Of course, in more recent centuries, a prime minister or president in the Anglosphere would have been mocked and hooted out of power for even suggesting a self-named school of thought inscribed into law and mandated into education. Very few Anglo-American statesmen even have adjectival versions of their names to describe their thought and legacy.

Notable exceptions include Burkean, Jeffersonian, Jacksonian, Churchillian, Reaganite. Each of the named persons had robust self-regard but did not presume to foist their perspective or legacy on their nations as a mandatory school of thought, which would have reduced their memory to absurdity.

Western Civilization, when not corrupted into caesarism, disdains cults of personality, the Anglo-American tradition arguably the most.

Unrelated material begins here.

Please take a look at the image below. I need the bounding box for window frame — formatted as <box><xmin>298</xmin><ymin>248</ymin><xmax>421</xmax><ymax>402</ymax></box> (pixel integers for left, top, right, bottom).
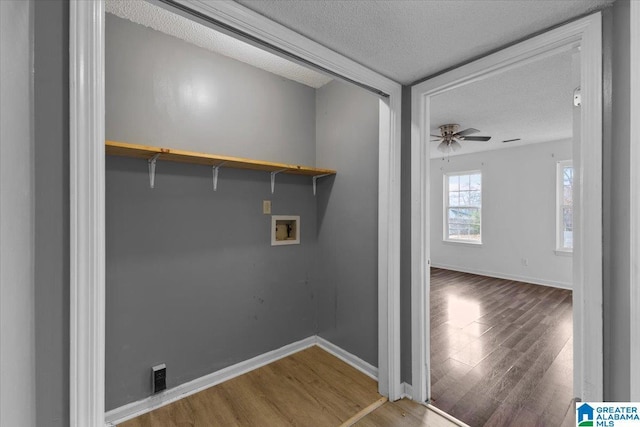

Old English historians sometimes claimed this resistance was rooted in the ancient folk ways of the pagan tribes that originally settled Britain. True or not, Western Christianity and particularly British Protestantism have resisted political projects resembling personality cults.

The Lord is no respecter of persons, even the high and mighty, their tradition taught. Each ruler no matter his station is under divine judgment and has no purported mandate from heaven beyond a call to serve the public with justice and equity. Few Anglo-American politicians have been considered philosophers, beyond Burke and Jefferson, and they wisely did not tout their unique talent, realizing the electorate doesn’t typically appreciate politicians who are intellectuals much less philosopher kings.

Tyrants often claim unique intellectual authority as part of their aspired complete rule over mind and matter, giving hours-long speeches to captive audiences and publishing dense mandatory books everyone must pretend to read. How many Chinese will really take seriously “Xi Jinping Thought on Socialism with Chinese Characteristics in a New Era?” Beyond feigned applause, likely not many.

China is hailed as a nation on the rise. But societies that don’t really believe their own official national narrative but must pretend otherwise needlessly hobble themselves. Societies that disdain this pretense and embrace more honest discourse are for the long-term, whatever the short term appearance of division and chaos, more robust, dynamic, and stable.

In the biblical political tradition government is both ordained and constantly challenged, respected but never fully trusted, empowered but also constrained. It serves God provisionally, not indefinitely. Xi Jinping Thought will have a short shelf life compared to the Word that endures forever.